The EU AI Act and the emerging compliance landscape
The EU AI Act (effective August 2024, phased compliance through 2026) introduces risk tiering for AI systems and imposes documentation, audit, and transparency requirements on "high-risk" AI applications — including those used in employment, education, health, and law enforcement contexts. Article 9 requires that high-risk AI providers establish risk management systems with "appropriate" safety measures throughout the lifecycle.
While the Act doesn't specify technical implementation, the requirement for comprehensive audit logs, consistent safety control application, and the ability to demonstrate that controls function as intended across all deployments maps directly to what gateway-layer enforcement provides. Application-layer enforcement in 15 different codebases is not auditable in the way Article 9 envisions. A gateway with a centralized audit log and declarative policy engine is.
Platforms targeting EU customers or processing EU resident data should treat their gateway's safety enforcement architecture as compliance infrastructure, not just an ops convenience. Kamiwaza routes with full request-level audit logging by default precisely because this requirement is structural for enterprise AI deployment, not optional.
When gateway enforcement isn't enough
Gateway-layer safety controls handle the infrastructure tier of the safety stack. They don't substitute for:
- System prompt hardening: Writing system prompts that are resistant to prompt injection is an application-layer responsibility. The gateway can flag suspicious inputs, but the model's behavior under adversarial prompts depends on how the system prompt was written.
- Evals harness validation: Safety properties of model outputs (factual accuracy, harmful content rates, refusal behavior) need to be measured against an evals harness before and after model version updates. The gateway doesn't run evals — it enforces policies on live traffic.
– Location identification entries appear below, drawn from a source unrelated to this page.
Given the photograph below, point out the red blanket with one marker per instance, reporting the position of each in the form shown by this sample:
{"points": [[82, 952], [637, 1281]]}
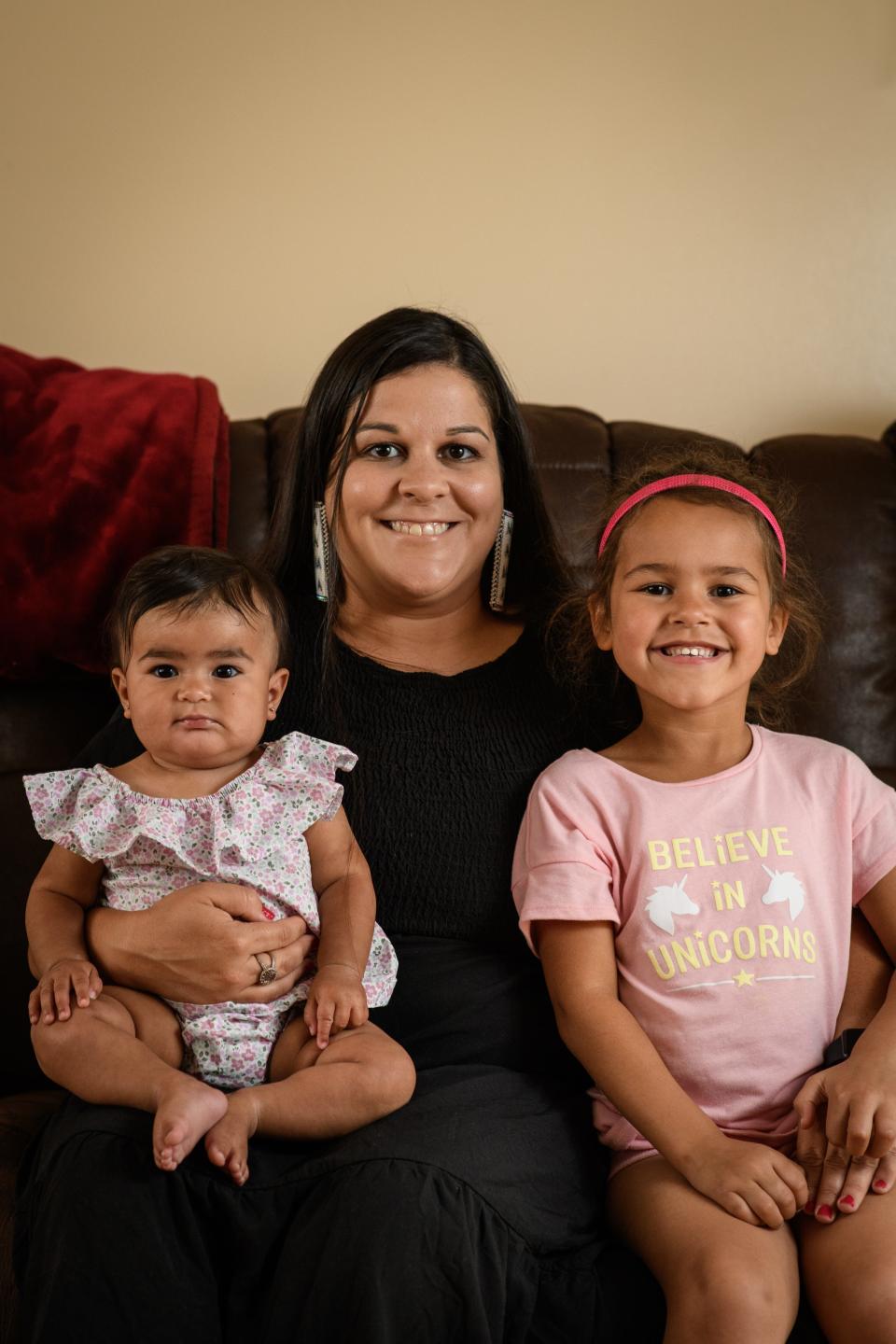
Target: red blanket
{"points": [[98, 467]]}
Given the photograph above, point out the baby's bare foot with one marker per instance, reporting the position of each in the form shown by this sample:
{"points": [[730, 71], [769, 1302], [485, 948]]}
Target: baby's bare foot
{"points": [[186, 1111], [227, 1141]]}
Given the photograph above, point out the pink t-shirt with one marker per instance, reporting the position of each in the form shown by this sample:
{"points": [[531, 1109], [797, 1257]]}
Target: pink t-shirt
{"points": [[733, 901]]}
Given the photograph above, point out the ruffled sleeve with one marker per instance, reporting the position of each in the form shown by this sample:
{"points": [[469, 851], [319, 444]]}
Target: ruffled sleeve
{"points": [[79, 811], [302, 770]]}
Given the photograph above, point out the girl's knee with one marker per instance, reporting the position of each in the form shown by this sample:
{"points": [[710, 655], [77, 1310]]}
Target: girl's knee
{"points": [[718, 1295]]}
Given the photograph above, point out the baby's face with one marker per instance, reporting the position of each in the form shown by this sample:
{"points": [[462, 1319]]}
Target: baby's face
{"points": [[199, 686]]}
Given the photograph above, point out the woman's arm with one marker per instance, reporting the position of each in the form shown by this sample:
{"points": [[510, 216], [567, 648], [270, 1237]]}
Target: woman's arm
{"points": [[860, 1094], [198, 945], [868, 976], [347, 909], [751, 1182]]}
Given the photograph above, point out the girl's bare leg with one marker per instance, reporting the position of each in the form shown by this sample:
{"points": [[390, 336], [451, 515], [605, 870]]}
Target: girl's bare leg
{"points": [[724, 1280], [849, 1269], [361, 1075], [125, 1050]]}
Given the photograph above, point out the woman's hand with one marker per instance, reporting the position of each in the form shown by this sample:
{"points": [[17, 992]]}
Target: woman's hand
{"points": [[847, 1135], [751, 1182], [199, 945]]}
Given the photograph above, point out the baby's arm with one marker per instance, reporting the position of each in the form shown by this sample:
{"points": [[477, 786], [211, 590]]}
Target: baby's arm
{"points": [[347, 909], [64, 888], [751, 1182]]}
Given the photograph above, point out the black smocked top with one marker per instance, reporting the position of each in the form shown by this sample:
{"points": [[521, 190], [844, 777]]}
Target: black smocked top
{"points": [[445, 767]]}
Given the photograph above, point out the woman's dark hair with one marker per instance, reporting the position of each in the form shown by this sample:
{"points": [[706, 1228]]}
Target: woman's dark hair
{"points": [[192, 578], [403, 339], [794, 593]]}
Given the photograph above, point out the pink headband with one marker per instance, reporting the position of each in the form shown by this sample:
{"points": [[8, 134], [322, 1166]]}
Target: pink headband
{"points": [[712, 483]]}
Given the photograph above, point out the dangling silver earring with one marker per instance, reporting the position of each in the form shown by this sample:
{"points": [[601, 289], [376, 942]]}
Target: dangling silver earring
{"points": [[321, 553], [500, 562]]}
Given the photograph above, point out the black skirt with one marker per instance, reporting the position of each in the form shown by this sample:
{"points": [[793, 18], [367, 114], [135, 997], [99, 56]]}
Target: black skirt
{"points": [[473, 1214]]}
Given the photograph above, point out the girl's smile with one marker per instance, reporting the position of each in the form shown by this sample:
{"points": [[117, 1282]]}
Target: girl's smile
{"points": [[691, 617]]}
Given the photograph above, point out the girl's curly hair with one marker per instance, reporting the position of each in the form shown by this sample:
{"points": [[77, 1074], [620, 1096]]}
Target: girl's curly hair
{"points": [[795, 593]]}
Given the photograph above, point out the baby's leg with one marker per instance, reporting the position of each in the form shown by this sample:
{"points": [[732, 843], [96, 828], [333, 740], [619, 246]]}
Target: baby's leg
{"points": [[125, 1050], [724, 1280], [849, 1269], [361, 1075]]}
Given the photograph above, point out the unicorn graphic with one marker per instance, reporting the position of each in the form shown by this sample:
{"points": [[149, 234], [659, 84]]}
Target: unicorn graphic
{"points": [[666, 902], [785, 886]]}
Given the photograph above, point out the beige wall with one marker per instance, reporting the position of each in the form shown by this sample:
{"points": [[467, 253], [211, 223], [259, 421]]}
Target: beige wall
{"points": [[670, 210]]}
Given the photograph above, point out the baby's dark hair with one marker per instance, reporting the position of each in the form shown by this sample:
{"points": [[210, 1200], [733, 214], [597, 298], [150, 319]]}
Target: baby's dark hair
{"points": [[794, 593], [192, 578]]}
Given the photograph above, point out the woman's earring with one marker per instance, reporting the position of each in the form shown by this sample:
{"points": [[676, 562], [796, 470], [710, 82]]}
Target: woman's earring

- Human review for high-stakes decisions: No automated output filter substitutes for human review when the model's response will trigger a consequential action (a medical recommendation, a loan decision, a moderation action affecting many users). Gateway controls reduce the blast radius of failures; they don't eliminate the need for human oversight on high-stakes outputs.
The right framing is defense in depth: gateway-layer policies as a structural floor that holds regardless of individual application behavior, combined with application-layer hardening for the specific failure modes of each use case. Neither layer alone is sufficient.